The supreme irony in all of that is that Labour came to power in 1997 repeating the mantra "Education, education, education". It claimed to put it at the heart of everything that it stood for. That now rings particularly hollow in Essex where head teachers and governors have been left with extremely hard choices as a result of Government policy towards the county. Unless Ministers alter the arrangements for next year, the consequences for schools, teachers and pupils in Essex could be truly awful. Finally, there are five Labour Members in Essex and not one of them is here this morning to defend the Government's policy. That speaks volumes about their attitude to the way that the Government have treated our county.

9.55 am

I start by congratulating my hon. Friend the Member for Wycombe (Mr. Goodman) on initiating this important debate on school funding. Like my hon. Friend the Member for Rayleigh (Mr. Francois), although I try not to be quite as beastly as him, I am a little disappointed that no Labour or even Liberal Democrat Back Benchers are present.

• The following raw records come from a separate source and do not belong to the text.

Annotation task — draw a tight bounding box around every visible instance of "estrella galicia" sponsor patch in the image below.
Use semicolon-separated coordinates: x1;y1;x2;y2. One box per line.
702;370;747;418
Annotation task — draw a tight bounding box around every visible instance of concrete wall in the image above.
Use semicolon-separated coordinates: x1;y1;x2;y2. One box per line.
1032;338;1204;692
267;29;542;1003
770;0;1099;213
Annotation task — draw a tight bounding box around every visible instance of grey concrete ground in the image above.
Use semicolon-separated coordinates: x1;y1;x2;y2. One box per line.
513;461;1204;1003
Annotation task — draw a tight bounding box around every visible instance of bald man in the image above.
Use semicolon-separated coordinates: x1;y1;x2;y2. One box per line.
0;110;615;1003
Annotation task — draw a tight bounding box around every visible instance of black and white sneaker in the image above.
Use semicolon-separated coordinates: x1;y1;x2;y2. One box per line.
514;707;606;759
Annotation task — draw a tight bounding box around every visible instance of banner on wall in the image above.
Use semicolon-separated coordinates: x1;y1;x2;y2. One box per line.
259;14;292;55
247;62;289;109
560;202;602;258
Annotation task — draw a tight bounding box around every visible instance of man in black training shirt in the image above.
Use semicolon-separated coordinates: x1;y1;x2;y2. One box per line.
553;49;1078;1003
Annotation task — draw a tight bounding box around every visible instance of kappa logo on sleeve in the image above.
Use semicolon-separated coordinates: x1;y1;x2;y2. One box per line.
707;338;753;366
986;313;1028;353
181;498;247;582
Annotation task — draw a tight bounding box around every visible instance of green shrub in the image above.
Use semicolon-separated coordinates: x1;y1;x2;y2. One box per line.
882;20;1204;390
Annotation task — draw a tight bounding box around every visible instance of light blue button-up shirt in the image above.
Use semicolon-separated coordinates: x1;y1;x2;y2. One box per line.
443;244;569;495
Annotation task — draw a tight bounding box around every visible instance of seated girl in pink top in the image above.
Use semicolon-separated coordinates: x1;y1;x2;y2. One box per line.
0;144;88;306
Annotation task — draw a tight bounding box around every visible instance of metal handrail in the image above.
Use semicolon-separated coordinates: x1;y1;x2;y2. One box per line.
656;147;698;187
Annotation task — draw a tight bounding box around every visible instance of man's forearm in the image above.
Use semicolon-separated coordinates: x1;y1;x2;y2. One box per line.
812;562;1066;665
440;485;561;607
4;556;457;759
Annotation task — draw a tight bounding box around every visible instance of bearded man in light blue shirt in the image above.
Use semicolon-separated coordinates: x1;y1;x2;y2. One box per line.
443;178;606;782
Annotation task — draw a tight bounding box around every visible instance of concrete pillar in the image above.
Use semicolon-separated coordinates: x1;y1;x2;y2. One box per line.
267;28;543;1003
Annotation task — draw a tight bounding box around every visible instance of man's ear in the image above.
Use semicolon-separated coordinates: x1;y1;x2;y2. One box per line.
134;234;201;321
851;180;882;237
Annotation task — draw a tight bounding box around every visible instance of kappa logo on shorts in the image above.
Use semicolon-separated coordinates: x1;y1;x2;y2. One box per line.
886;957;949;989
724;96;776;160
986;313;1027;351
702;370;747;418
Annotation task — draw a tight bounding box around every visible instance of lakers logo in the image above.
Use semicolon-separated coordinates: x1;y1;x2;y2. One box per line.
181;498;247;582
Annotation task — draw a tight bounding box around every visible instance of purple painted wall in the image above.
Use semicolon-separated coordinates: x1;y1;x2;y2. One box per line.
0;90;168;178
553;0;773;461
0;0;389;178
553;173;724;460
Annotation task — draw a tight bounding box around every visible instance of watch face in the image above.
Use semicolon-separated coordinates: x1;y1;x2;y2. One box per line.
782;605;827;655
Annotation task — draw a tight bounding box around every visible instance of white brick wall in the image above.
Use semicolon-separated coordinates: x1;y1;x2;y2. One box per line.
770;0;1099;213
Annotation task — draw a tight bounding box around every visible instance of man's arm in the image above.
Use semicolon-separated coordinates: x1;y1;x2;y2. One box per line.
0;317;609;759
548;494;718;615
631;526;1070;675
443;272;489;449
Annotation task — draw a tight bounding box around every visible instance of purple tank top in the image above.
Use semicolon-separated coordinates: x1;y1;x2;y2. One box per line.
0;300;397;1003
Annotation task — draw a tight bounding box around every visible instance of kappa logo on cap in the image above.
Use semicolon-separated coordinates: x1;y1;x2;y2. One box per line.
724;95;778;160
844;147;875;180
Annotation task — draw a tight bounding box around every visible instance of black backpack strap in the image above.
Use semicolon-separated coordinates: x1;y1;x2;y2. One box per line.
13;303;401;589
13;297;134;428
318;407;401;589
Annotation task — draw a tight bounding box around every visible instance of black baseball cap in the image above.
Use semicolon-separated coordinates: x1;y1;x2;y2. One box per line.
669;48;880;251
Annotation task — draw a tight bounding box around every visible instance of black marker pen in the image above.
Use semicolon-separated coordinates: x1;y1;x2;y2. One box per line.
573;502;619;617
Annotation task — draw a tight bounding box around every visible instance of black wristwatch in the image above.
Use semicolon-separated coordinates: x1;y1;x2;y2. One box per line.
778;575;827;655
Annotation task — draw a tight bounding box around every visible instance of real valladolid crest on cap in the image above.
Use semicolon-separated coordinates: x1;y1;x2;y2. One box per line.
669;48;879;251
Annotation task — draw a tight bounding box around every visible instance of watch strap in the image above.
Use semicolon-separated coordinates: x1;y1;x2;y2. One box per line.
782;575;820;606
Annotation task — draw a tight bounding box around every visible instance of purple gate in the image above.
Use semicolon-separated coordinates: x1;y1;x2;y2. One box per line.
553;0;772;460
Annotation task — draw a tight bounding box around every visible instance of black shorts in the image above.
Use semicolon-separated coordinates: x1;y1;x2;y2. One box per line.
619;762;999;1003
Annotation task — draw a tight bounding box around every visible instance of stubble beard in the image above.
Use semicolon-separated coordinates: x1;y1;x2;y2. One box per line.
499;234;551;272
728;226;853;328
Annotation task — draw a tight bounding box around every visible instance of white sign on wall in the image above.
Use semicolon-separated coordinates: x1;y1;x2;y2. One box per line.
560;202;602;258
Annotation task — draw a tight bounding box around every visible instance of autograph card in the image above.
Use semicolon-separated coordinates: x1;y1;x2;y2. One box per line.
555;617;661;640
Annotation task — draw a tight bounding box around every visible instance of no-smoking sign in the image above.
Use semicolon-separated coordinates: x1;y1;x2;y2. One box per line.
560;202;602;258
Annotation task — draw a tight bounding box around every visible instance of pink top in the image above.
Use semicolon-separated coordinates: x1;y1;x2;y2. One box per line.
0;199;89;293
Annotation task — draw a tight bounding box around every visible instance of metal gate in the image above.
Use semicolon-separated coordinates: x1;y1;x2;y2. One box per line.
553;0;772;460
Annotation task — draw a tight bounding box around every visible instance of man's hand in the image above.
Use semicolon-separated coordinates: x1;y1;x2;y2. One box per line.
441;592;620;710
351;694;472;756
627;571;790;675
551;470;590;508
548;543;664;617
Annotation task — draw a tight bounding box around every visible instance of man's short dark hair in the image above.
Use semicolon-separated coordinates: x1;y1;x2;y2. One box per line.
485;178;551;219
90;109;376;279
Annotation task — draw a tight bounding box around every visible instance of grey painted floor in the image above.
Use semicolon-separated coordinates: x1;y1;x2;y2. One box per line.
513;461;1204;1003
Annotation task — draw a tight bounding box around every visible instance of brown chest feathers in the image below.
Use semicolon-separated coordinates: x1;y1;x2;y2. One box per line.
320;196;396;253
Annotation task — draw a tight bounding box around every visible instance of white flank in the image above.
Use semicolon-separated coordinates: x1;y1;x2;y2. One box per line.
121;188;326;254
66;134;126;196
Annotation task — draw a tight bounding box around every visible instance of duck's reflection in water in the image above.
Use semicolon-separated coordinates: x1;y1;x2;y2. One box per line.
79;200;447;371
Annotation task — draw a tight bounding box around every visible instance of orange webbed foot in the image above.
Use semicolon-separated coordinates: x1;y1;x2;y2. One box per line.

I would not like to say why that it is. Perhaps they have not got funding problems in their schools, or perhaps they are pounding the pavements desperately trying to find someone who might vote for them.

Let us not dwell on that because I want to talk about the London borough of Hillingdon. Like many constituencies represented by my hon. Friends and by Labour Members, we have a crisis in our schools. Many face a budget deficit. I came to the House from a business background. I understand budgets, although I am not sure that some Labour Members understand how money works. Budgets have to be balanced and if there is insufficient money one has to look at various ways to make them balance. One can cut overheads. The schools to which I have spoken have cut their overheads to the bone.

The only option in many schools is to look at reducing staff costs, in other words to reduce staffing numbers. As we all know, that is probably one of the major expenses of any business. Any of us who really care about education would consider that to be one of the worst options. Parents will find it difficult to understand why teacher numbers are going down when council taxes are rising horrifically. It is difficult for them to understand when the Government say that they are putting more and more money in. The statistics can show what is going in, but we do not see what is coming out. That is one of the problems.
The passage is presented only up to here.